# Introduction
While XML is buzzword-friendly, YAML (used to be Yet Another Markup Language, but is now a GNU-ish YAML Ain't Markup Language) is almost a non-buzzword. Mentioning it to people is the surest way to get a blank stare, even from fairly tech-savvy people.
That's a real shame, in my opinion, because both XML and YAML have their uses. XML, a subset of SGML, is designed to be simpler than SGML, and designed to be a standardized way of storing and sharing various types of data. It's good for a number of things; however, for every article I've read that makes me say, "Hey, that's neat!" I can find at least one rebuttal that says, essentially, "That's not what XML was designed to do!"
One wonders sometimes what XML was designed to do if it wasn't designed to do the things that people are using it for. On top of that, I've run into a number of people have expressed a number of concerns about XML. The biggest complaints I've seen are "too many characters" and "what makes this better than other file formats, exactly?"
My thoughts exactly.
# A look at YAML
One of the first things people try to do (including me) is compare YAML to XML. That's not really a fair comparison. While XML builds on a legacy language, YAML was designed from the start to be a data serialization language that's both powerful and human readable. The similarities end there.
Take a look at the reference card. The reference card is, essentially, a YAML document. For a more complete explanation, take a look at the YAML specification, and have a look at the YAML Cookbook (warning: the YAML Cookbook has a strong Ruby bias.)
# XML, or YAML?
Bear in mind that I'm not a raving expert on either XML or YAML when looking at these examples. Having said that, here's a modified snippet from the XML file I had created for an in-house contacts list:
<user id="babooey" on="cpu1">
<firstname>Bob</firstname>
<lastname>Abooey</lastname>
<department>adv</department>
<cell>555-1212</cell>
<address password="xxxx">ahunter@example1.com</address>
<address password="xxxx">babooey@example2.com</address>
</user>
Now, contrast this with what I would enter for the YAML file:
babooey:
computer
: cpu1
firstname: Bob
lastname: Abooey
cell: 555-1212
addresses:
- address: babooey@example1.com
password: xxxx
- address: babooey@example2.com
password: xxxx
I don't know what anyone else's thoughts are on the subject, but I find the YAML version to be much more readable.
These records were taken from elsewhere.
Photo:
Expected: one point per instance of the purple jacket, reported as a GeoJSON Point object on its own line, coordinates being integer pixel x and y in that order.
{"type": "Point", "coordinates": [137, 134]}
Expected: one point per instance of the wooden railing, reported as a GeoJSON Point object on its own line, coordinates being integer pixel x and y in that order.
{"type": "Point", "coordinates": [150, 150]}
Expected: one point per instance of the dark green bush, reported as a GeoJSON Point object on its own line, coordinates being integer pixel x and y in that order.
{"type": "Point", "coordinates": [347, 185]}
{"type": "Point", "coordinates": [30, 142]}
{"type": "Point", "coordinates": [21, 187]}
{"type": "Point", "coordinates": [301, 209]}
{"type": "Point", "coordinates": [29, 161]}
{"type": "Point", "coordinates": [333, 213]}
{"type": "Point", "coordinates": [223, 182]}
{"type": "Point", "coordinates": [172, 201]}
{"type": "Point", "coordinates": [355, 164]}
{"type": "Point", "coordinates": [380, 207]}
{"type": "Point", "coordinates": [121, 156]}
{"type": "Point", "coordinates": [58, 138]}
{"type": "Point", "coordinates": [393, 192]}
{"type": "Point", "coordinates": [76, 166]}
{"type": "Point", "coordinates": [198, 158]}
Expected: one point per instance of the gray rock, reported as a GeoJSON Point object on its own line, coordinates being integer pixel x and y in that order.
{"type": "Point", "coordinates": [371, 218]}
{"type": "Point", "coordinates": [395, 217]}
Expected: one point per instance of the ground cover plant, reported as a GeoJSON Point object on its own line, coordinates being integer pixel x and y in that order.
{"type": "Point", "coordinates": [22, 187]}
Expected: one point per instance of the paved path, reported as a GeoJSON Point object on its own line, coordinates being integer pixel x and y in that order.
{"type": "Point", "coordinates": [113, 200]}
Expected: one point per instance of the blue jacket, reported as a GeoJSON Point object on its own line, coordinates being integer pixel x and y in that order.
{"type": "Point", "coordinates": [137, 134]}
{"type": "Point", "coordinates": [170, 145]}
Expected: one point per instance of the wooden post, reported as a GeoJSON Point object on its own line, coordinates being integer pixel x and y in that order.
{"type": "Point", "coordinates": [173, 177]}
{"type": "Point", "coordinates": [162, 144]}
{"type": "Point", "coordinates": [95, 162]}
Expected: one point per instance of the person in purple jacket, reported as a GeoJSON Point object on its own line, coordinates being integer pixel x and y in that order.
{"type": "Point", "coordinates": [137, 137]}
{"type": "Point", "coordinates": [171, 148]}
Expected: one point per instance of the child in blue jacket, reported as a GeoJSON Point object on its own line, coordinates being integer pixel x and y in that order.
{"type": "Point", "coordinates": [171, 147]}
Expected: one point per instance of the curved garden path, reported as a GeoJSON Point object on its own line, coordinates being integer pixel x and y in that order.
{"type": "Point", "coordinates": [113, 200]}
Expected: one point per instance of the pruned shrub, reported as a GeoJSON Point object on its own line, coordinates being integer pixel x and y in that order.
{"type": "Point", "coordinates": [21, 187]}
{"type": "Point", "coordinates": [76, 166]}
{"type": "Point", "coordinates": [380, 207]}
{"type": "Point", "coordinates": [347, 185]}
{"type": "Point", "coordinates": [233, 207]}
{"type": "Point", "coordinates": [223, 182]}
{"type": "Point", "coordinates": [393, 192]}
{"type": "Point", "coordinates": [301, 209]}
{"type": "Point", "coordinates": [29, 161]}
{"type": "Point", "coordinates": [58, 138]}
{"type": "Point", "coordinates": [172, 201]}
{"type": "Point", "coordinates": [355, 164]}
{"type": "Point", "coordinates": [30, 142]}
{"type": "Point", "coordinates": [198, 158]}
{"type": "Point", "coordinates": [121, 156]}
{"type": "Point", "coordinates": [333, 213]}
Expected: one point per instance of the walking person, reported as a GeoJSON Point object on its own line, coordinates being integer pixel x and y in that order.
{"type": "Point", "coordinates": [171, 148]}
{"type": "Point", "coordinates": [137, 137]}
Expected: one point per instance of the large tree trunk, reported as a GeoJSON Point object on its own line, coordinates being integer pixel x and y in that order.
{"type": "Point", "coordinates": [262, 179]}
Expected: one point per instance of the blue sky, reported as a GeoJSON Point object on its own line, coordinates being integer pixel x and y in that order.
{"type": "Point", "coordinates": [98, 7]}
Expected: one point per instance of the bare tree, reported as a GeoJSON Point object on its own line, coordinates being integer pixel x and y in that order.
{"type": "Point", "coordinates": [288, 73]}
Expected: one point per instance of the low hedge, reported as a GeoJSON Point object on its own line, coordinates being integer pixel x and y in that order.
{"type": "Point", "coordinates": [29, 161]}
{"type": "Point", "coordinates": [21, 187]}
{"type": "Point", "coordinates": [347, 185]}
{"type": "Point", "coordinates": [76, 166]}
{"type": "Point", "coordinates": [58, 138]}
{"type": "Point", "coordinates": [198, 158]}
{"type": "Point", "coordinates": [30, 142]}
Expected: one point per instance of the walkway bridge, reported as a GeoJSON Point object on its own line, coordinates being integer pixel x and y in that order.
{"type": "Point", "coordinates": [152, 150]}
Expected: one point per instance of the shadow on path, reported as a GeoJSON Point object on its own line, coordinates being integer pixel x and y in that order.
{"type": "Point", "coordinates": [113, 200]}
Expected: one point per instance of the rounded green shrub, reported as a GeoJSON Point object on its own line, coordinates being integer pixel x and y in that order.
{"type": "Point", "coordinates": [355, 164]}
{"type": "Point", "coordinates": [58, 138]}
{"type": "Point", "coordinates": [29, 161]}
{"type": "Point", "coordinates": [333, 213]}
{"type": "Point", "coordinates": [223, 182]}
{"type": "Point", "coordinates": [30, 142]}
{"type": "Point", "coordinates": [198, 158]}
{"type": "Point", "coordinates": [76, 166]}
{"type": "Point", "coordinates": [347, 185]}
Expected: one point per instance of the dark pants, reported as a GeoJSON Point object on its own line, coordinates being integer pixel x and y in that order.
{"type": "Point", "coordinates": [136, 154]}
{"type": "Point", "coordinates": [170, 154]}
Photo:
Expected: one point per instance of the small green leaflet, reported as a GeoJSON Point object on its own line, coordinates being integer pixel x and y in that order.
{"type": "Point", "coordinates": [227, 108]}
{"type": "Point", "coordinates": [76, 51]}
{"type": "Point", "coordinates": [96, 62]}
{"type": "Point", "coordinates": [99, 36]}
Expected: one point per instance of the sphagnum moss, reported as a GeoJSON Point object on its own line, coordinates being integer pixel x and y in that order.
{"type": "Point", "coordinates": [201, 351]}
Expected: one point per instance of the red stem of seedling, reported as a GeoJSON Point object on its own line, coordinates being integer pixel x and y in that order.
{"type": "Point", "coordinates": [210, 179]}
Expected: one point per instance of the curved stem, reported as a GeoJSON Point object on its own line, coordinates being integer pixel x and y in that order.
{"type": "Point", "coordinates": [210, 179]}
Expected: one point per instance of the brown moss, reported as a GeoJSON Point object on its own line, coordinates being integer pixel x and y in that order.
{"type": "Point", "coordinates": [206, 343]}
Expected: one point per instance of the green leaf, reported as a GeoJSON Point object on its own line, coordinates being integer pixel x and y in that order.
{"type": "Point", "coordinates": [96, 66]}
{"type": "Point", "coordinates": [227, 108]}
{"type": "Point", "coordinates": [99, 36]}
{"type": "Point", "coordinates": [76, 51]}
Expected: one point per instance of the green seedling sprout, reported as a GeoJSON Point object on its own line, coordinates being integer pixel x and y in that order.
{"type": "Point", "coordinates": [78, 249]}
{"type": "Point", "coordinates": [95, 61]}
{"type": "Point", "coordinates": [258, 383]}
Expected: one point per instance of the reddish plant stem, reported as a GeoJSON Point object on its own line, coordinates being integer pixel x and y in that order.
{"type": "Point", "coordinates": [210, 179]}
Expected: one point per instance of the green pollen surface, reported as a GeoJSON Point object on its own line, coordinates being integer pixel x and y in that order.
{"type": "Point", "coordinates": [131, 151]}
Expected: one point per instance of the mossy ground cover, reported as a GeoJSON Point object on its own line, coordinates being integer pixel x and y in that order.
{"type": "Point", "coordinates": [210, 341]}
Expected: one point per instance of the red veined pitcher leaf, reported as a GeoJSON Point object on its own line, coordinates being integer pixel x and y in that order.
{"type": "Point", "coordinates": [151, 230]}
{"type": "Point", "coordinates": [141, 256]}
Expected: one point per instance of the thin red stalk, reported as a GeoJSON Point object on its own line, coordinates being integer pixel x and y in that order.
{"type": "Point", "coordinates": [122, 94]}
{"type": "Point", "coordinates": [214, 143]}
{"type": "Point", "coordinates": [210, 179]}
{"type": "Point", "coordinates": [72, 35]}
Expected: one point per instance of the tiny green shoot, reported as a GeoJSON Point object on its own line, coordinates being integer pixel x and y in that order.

Python-phobes will be shocked to learn that whitespace is significant in YAML.
Another thing to notice is that YAML is designed with scripting languages (such as Python, Perl, PHP, and Ruby, among others) in mind. What does that mean? Well, it means that the language was designed for scripting languages, and designed to translate easily to structures common to various languages.
What does that mean for you? Well, if I were to read this example YAML structure into Python, assuming that I'd created a complete YAML document containing only this information, the resulting structure would look something like this:
{babooey: {computer: cpu1, firstname: Bob, lastname: Abooey, cell: 555, 1212, addresses: [{address: babooey@example1.com, password: xxxx},{address: babooey@example2.com, password: xxxx}]}
In other words, there's a dictionary with one key, and a dictionary as a value. That dictionary has a number of keys and values, with the "addresses" key mapping to a list of dictionaries. Crystal clear? Good.
And finally, what's the line count and character count on the resulting files?
XML:
Line count: 245
Character count: 10110
YAML:
Line count: 289
Character count: 9447
Not a huge savings, but YAML saves itself by being readable.
Some people might be asking "Why use either standard?" Good question! My own feeling is that I should stick with a standard language simply because I want my data to be readable, but not force someone to write a new parser if they pick up my data and, say, wish to process it in Perl. If you don't have that goal in mind, or don't care, neither XML nor YAML will appeal to you.
# Reading the document into Python
There are two parsers I know of for Python: PyYAML and Syck. Syck is designed to be a fast parser for multiple languages; PyYAML is designed to be a Python parser. After experimenting with both, I had better luck with PyYAML. Unfortunately, neither parser is a complete implementation of the YAML specification; fortunately, PyYAML implements enough for my needs.
Here's what I originally used to pretty-print the data structure resulting from loading contacts.yml:
#!/usr/bin/env python
import yaml, pprint
datafile = yaml.loadFile("contacts.yml")
dataset = datafile.next()
print pprint.pprint(dataset)
And that's it!
What does this do? Well, you can retrieve all the YAML documents in a YAML file by assigning the value of foo.next() to a variable; the result is a data structure based on the YAML document.
# In closing...
I've only scratched the surface. I've not even covered enclosing multiple documents into a single YAML file, shortcuts, forcing datatypes, blocks, trailing newlines in literals, folding, aliases, and a raftload of handy features I've not even had the pleasure to need. For more on the subject, have a look at the YAML Cookbook for good examples.
I for one know what sort of format I'll be using for my next project, and it won't be XML.
# What about all the cool stuff that's been done with XML? Can YAML compete?
So what? Anything that can be done in XML can be done without XML. Do you need XML for XML-RPC? Well, yeah, but is it necessary to use XML for RPC? No. Is it necessary to use XML for RDF? No. Is it necessary to use XML for, well, anything? No. Is YAML a perfect replacement for XML? No, but in some circumstances, YAML may be more suitable than XML.
Do I think that YAML can compete with XML? Yep. Do I see YAML replacing XML? Nope. Both are great standards, and both have their place. I'd just like to help clue people in to a standard that's more suitable in situations where XML, quite frankly, stinks.